Plasma metabolites analysis of patients with papillary thyroid cancer: A preliminary untargeted H NMR-based metabolomics.

机构信息

Cellular and Molecular Endocrine Research Center, Research Institute for Endocrine Sciences, Shahid Beheshti University of Medical Sciences, Tehran, Iran.

Department of Quantitative Health Sciences, John A. Burns School of Medicine, University of Hawaii at Manoa, Honolulu, HI 96813, USA.

出版信息

J Pharm Biomed Anal. 2024 Apr 15;241:115946. doi: 10.1016/j.jpba.2023.115946. Epub 2023 Dec 28.

Abstract

Metabolomics plays a crucial role in identifying molecular biomarkers that can differentiate pathological conditions. In the case of thyroid cancer, it is essential to accurately diagnose malignancy from benignity to avoid unnecessary surgeries. The objective of this research was to apply untargeted NMR-based metabolomics in order to identify metabolic biomarkers that can distinguish between plasma samples of patients with papillary thyroid cancer (PTC) and multinodular goiter (MNG), as well as PTC and healthy individuals.
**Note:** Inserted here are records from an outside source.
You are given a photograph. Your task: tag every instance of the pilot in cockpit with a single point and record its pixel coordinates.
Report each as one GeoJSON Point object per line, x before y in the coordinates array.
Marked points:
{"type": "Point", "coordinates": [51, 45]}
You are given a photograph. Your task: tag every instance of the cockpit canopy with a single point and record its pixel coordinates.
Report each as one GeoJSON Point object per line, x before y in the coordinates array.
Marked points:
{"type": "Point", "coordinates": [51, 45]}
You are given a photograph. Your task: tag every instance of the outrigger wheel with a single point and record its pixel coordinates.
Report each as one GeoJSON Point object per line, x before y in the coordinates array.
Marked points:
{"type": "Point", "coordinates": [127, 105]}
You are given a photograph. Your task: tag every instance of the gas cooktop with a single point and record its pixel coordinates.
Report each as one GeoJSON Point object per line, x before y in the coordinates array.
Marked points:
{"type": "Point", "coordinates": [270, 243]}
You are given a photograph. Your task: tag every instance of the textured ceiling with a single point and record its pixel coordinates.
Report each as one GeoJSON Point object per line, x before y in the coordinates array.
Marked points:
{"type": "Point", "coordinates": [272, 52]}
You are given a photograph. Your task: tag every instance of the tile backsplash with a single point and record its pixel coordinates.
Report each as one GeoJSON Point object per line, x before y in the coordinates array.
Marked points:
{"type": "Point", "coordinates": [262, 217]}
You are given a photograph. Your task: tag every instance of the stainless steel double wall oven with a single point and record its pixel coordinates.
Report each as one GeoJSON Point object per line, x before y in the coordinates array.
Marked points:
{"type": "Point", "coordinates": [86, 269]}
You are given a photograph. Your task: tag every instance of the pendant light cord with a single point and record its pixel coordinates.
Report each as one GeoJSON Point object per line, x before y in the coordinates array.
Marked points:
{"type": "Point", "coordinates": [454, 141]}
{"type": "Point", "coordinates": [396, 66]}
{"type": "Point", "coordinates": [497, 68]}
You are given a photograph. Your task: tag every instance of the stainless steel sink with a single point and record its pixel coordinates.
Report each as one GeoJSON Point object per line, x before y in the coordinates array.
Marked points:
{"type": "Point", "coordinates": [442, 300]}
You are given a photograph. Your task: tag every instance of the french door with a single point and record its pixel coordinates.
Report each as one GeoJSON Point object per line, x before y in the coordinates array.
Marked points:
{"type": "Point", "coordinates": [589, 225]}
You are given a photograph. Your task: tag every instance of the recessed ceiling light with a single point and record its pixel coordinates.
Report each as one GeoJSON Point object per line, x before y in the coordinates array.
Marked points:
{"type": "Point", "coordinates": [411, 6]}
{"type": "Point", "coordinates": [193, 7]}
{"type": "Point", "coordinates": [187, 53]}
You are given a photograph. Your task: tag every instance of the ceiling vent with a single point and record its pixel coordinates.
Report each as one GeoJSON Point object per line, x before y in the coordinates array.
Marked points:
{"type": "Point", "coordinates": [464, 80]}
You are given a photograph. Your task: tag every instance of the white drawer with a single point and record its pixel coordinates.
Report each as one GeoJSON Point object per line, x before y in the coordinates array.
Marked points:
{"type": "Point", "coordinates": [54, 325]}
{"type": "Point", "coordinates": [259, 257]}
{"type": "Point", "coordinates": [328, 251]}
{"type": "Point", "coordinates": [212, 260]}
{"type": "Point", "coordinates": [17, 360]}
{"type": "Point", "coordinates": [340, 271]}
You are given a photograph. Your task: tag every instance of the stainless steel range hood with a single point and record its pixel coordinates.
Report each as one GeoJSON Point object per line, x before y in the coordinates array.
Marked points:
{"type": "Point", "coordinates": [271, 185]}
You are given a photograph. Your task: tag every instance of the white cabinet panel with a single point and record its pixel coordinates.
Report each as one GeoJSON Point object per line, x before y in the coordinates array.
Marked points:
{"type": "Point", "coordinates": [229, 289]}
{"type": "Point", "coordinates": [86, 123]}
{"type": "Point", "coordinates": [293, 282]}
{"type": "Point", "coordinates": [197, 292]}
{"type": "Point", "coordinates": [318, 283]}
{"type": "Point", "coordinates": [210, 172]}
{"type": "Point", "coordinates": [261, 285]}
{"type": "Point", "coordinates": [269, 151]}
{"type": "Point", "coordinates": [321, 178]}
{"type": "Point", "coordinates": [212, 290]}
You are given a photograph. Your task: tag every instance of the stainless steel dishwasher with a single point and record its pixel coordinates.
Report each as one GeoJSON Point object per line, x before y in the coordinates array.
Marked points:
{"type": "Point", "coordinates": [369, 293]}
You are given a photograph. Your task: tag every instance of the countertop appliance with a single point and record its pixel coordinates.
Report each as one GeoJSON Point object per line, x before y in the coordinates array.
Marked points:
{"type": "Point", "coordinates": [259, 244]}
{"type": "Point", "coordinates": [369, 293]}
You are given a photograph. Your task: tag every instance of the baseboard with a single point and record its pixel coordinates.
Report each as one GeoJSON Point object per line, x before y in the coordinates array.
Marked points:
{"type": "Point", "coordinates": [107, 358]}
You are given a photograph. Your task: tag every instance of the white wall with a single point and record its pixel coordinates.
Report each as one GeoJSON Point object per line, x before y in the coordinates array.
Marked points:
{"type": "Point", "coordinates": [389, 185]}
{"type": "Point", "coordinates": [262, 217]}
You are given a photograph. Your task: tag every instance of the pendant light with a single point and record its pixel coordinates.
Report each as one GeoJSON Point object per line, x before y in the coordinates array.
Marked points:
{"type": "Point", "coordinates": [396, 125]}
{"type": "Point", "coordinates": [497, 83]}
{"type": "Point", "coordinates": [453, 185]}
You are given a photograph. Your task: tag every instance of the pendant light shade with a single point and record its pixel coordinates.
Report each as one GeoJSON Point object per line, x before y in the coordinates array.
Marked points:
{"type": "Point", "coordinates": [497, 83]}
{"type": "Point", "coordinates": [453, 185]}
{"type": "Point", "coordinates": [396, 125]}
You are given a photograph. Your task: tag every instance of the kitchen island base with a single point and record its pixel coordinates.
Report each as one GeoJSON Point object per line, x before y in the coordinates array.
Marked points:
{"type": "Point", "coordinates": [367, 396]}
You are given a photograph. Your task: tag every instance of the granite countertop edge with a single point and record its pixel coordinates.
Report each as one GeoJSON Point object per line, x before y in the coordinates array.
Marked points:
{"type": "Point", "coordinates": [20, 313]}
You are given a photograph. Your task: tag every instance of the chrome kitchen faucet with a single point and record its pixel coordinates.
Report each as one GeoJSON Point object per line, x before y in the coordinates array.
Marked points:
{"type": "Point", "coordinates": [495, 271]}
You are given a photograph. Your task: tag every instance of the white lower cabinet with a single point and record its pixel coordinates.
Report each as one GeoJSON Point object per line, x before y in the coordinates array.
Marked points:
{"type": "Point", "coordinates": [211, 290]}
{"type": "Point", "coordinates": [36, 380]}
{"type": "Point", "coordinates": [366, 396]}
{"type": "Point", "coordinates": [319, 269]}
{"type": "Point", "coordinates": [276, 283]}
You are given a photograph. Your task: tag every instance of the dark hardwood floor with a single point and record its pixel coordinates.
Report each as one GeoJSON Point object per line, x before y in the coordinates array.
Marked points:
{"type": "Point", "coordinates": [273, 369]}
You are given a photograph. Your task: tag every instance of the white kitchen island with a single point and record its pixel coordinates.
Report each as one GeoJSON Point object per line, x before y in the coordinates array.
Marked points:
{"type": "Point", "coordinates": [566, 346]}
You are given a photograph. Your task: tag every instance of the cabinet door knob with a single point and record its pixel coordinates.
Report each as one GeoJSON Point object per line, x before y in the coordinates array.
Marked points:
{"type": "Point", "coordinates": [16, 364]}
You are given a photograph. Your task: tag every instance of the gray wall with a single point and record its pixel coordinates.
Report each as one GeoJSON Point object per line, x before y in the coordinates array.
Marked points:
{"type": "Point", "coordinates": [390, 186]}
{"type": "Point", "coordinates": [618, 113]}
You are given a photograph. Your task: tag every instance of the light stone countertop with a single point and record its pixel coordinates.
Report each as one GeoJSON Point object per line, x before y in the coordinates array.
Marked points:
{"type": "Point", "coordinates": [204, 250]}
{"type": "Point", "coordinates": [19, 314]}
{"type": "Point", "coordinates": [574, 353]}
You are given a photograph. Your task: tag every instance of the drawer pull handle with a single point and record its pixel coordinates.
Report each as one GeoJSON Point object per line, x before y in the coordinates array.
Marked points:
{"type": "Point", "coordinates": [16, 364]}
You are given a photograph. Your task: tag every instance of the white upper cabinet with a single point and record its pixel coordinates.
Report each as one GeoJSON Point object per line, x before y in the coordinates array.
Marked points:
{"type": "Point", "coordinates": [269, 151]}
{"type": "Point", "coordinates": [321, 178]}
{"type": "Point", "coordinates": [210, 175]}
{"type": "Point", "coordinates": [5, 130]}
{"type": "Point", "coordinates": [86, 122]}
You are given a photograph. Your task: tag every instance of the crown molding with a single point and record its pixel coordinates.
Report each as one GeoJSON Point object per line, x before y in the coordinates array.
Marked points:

The study included a cohort of 55 patients who were divided into three groups: PTC (n=20), MNG (n=16), and healthy (n=19). Plasma samples were collected from all participants and subjected to H NMR spectroscopy. Differential metabolites were identified using chemometric pattern recognition algorithms. The obtained metabolic profile had the potential to differentiate PTC from healthy plasma, but not from MNG. In patients diagnosed with PTC, a total of 18 compounds were discovered, revealing elevated levels of leucine, lysine, and 4-acetamidobutyric acid, while acetate, proline, acetoacetate, 3-hydroxybutyrate, glutamate, pyruvate, cystine, glutathione, asparagine, ethanolamine, histidine, tyrosine, myo-inositol, and glycerol along with a lipid compound were found to be lower in comparison to those of healthy individuals. According to the area under the curve (AUC) of the receiver operating characteristic curve, this particular profile exhibited an impressive capability of 85% to discern PTC from healthy subjects (AUC=0.853, sensitivity=78.95, specificity=84.21). The utilization of the H NMR-based metabolomics approach revealed considerable promise in the identification of PTC from healthy plasma specimens. The modifications noticed in the plasma metabolites have the potential to act as practical biomarkers that are non-invasive and could suggest transformations in the metabolic profile of thyroid tumors.

摘要

代谢组学在识别能够区分病理状况的分子生物标志物方面发挥着至关重要的作用。在甲状腺癌的情况下,准确地区分良恶性以避免不必要的手术是至关重要的。本研究旨在应用非靶向基于 NMR 的代谢组学方法,以鉴定能够区分甲状腺乳头状癌(PTC)和多结节性甲状腺肿(MNG)患者的血浆样本以及 PTC 和健康个体的代谢生物标志物。该研究包括了一个由 55 名患者组成的队列,他们被分为三组:PTC(n=20)、MNG(n=16)和健康个体(n=19)。从所有参与者收集血浆样本,并进行 H NMR 光谱分析。使用化学计量模式识别算法鉴定差异代谢物。所获得的代谢谱有潜力区分 PTC 与健康血浆,但不能区分 PTC 与 MNG。在诊断为 PTC 的患者中,发现了总共 18 种化合物,表明亮氨酸、赖氨酸和 4-乙酰氨基丁酸水平升高,而乙酸盐、脯氨酸、乙酰乙酸盐、3-羟基丁酸、谷氨酸、丙酮酸、胱氨酸、谷胱甘肽、天冬酰胺、乙醇胺、组氨酸、酪氨酸、肌醇和甘油以及一种脂质化合物的水平较低与健康个体相比。根据接受者操作特征曲线(ROC)的曲线下面积(AUC),该特定谱图显示出令人印象深刻的能力,能够将 PTC 与健康受试者区分开来,AUC=0.853,敏感性=78.95,特异性=84.21。基于 H NMR 的代谢组学方法的应用在识别健康血浆样本中的 PTC 方面显示出了很大的潜力。在血浆代谢物中观察到的变化有可能作为实用的生物标志物,具有非侵入性,可以提示甲状腺肿瘤代谢谱的变化。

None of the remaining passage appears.